Lettre XXII. Réponse

Jeune homme, un aveugle transport t’égare ; sois plus discret, ne conseille point en demandant conseil. J’ai connu d’autres maux que les tiens. J’ai l’âme ferme ; je suis Anglais, je sais mourir, car je sais vivre, souffrir en homme. J’ai vu la mort de près, et la regarde avec trop d’indifférence pour l’aller chercher. Parlons de toi.

Il est vrai, tu m’étais nécessaire : mon âme avait besoin de la tienne ; tes soins pouvaient m’être utiles ; ta raison pouvait m’éclairer dans la plus importante affaire de ma vie ; si je ne m’en sers point, à qui t’en prends-tu ? Où est-elle ? Qu’est-elle devenue ? Que peux-tu faire ? A quoi es-tu bon dans l’état où te voilà ? quels services puis-je espérer de toi ? Une douleur insensée te rend stupide et impitoyable. Tu n’es pas un homme, tu n’es rien, et, si je ne regardais à ce que tu peux être, tel que tu es, je ne vois rien dans le monde au-dessous de toi.

Je n’en veux pour preuve que ta lettre même. Autrefois je trouvais en toi du sens, de la vérité. Tes sentiments étaient droits, tu pensais juste, et je ne t’aimais pas seulement par goût, mais par choix, comme un moyen de plus pour moi de cultiver la sagesse. Qu’ai-je trouvé maintenant dans les raisonnements de cette lettre dont tu parais si content ? Un misérable et perpétuel sophisme, qui, dans l’égarement de ta raison, marque celui de ton cœur, et que je ne daignerais pas même relever si je n’avais pitié de ton délire.

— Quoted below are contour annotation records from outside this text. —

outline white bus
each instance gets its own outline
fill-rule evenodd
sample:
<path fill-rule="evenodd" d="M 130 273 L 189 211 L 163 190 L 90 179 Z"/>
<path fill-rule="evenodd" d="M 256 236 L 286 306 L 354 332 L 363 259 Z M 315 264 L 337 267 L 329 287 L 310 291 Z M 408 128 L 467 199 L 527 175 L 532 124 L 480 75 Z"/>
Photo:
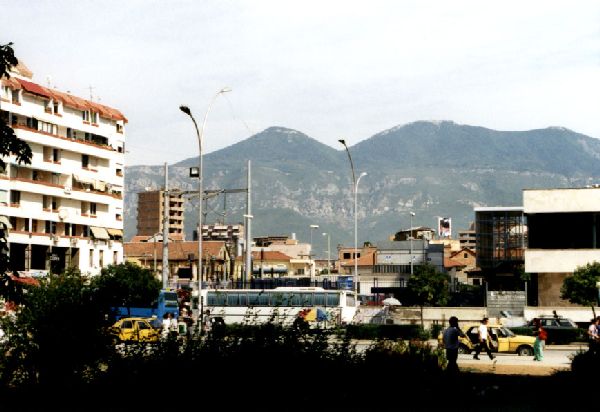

Pour renverser tout cela d’un mot, je ne veux te demander qu’une seule chose. Toi qui crois Dieu existant, l’âme immortelle, et la liberté de l’homme, tu ne penses pas, sans doute, qu’un être intelligent reçoive un corps et soit placé sur la terre au hasard seulement pour vivre, souffrir et mourir ? Il y a bien peut-être à la vie humaine un but, une fin, un objet moral ? Je te prie de me répondre clairement sur ce point ; après quoi nous reprendrons pied à pied ta lettre, et tu rougiras de l’avoir écrite.

Mais laissons les maximes générales, dont on fait souvent beaucoup de bruit sans jamais en suivre aucune ; car il se trouve toujours dans l’application quelque condition particulière qui change tellement l’état des choses, que chacun se croit dispensé d’obéir à la règle qu’il prescrit aux autres ; et l’on sait bien que tout homme qui pose des maximes générales entend qu’elles obligent tout le monde, excepté lui. Encore un coup, parlons de toi.

Il t’est donc permis, selon toi, de cesser de vivre ? La preuve en est singulière, c’est que tu as envie de mourir. Voilà certes un argument fort commode pour les scélérats : ils doivent t’être bien obligés des armes que tu leur fournis ; il n’y aura plus de forfaits qu’ils ne justifient par la tentation de les commettre ; et dès que la violence de la passion l’emportera sur l’horreur du crime, dans le désir de mal faire ils en trouveront aussi le droit.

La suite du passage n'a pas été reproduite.